HIV infection requires the virus to enter a cell and gain access to the well-guarded nucleus in order for the viral components to be integrated into the healthy cell’s DNA. But how the viruses get past the protective membrane is not well understood and is the subject of much debate.
“We have revealed a protein pathway that appears to have a direct impact on diseases, which opens up a new area for potential drug development,” says Lorico.
This pathway for nuclear access was first discovered in the team’s research on cancer metastasis and is likely involved in other diseases as well.
“This is an entirely new pathway and we have developed molecules (drugs) that block it,” says Lorico. “Although our research is at a pre-clinical stage, it is likely that the new drugs synthesized may have therapeutic activity in AIDS, other viral diseases, and possibly metastatic cancer and other diseases where nuclear transport is involved.” The team is currently looking at the pathway’s role in Alzheimer’s disease and metastasis of many types of cancer.

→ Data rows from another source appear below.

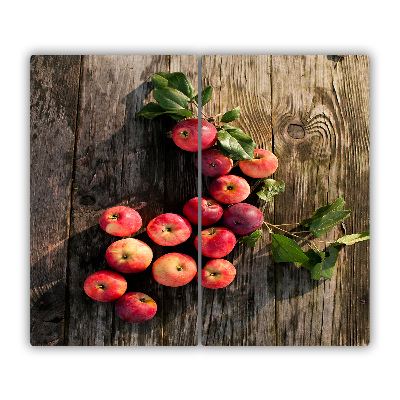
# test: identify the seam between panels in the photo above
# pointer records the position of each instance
(199, 192)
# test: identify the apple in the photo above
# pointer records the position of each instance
(174, 269)
(216, 242)
(263, 164)
(135, 307)
(120, 221)
(169, 229)
(211, 211)
(105, 285)
(129, 255)
(229, 189)
(243, 218)
(217, 273)
(214, 163)
(185, 134)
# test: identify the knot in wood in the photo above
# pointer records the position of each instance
(296, 131)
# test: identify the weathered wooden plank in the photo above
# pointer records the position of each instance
(123, 160)
(351, 85)
(314, 116)
(54, 82)
(244, 312)
(312, 140)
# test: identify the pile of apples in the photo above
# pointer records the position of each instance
(129, 255)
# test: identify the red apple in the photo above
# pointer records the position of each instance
(229, 189)
(120, 221)
(214, 163)
(243, 218)
(174, 269)
(216, 242)
(135, 307)
(105, 285)
(129, 255)
(185, 134)
(263, 164)
(217, 273)
(169, 229)
(211, 211)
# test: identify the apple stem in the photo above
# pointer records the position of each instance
(256, 184)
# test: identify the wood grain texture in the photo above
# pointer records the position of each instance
(313, 114)
(53, 103)
(123, 160)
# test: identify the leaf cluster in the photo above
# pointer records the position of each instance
(173, 94)
(320, 263)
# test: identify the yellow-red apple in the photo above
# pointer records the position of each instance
(217, 273)
(129, 255)
(174, 269)
(263, 164)
(135, 307)
(105, 286)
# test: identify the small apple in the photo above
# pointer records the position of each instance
(129, 255)
(185, 134)
(169, 229)
(229, 189)
(263, 164)
(105, 285)
(211, 211)
(217, 273)
(120, 221)
(174, 269)
(216, 242)
(135, 307)
(243, 218)
(214, 163)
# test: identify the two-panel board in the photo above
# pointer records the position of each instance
(90, 151)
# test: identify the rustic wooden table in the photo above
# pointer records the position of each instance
(89, 152)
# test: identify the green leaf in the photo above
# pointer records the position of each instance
(351, 239)
(174, 80)
(321, 263)
(327, 222)
(320, 212)
(206, 95)
(230, 116)
(150, 111)
(285, 249)
(251, 239)
(170, 99)
(328, 263)
(235, 144)
(271, 188)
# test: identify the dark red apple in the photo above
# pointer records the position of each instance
(185, 134)
(243, 218)
(229, 189)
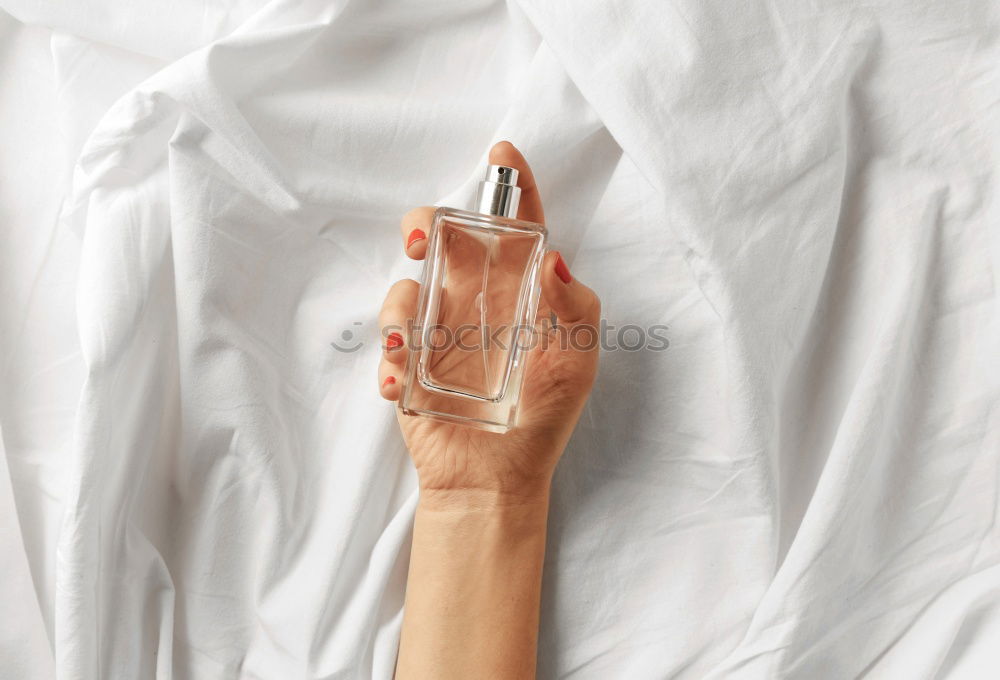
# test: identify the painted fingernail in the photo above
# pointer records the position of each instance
(562, 271)
(415, 235)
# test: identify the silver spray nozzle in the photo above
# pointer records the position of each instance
(498, 193)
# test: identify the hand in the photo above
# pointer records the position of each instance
(454, 460)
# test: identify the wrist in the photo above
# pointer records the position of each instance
(522, 499)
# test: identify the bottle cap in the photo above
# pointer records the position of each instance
(498, 193)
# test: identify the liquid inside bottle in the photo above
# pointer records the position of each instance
(473, 328)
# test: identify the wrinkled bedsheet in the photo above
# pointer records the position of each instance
(199, 202)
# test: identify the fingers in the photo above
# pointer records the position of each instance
(572, 302)
(530, 208)
(397, 309)
(416, 226)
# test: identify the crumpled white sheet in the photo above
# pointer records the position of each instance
(197, 200)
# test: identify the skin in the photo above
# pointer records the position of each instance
(473, 591)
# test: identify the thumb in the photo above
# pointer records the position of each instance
(571, 301)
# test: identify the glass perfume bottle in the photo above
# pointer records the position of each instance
(478, 299)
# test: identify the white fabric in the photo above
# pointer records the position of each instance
(197, 200)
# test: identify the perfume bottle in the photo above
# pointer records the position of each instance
(478, 299)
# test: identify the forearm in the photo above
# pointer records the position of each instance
(473, 591)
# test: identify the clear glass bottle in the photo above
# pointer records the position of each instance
(478, 299)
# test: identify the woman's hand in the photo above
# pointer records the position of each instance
(457, 463)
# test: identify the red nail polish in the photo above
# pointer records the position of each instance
(562, 271)
(415, 235)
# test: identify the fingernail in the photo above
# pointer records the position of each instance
(415, 235)
(562, 271)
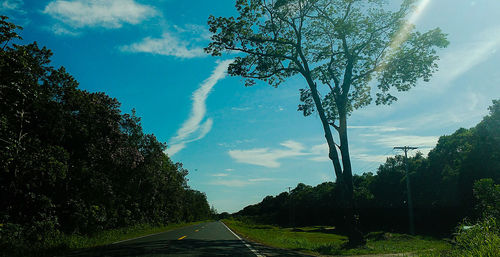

“The ground-breaking research of Dr. Lorico and his team is a testimony to the importance that Touro University gives to its mission of service to humanity. The potential therapeutic applications of this new pathway to improve patient care are immense and may help us better navigate the next pandemic,” said Dr. Alan Kadish, Touro University President.
The study, HIV-1-induced nuclear invaginations mediated by VAP-A, ORP3, and Rab7 complex explain infection of activated T cells, was the result of a collaboration of researchers from Touro University Nevada College of Osteopathic Medicine, Touro College of Osteopathic Medicine in New York, researchers from the Biotechnology Center (BIOTEC) of TUD Dresden University of Technology in Germany, and researchers from Italy.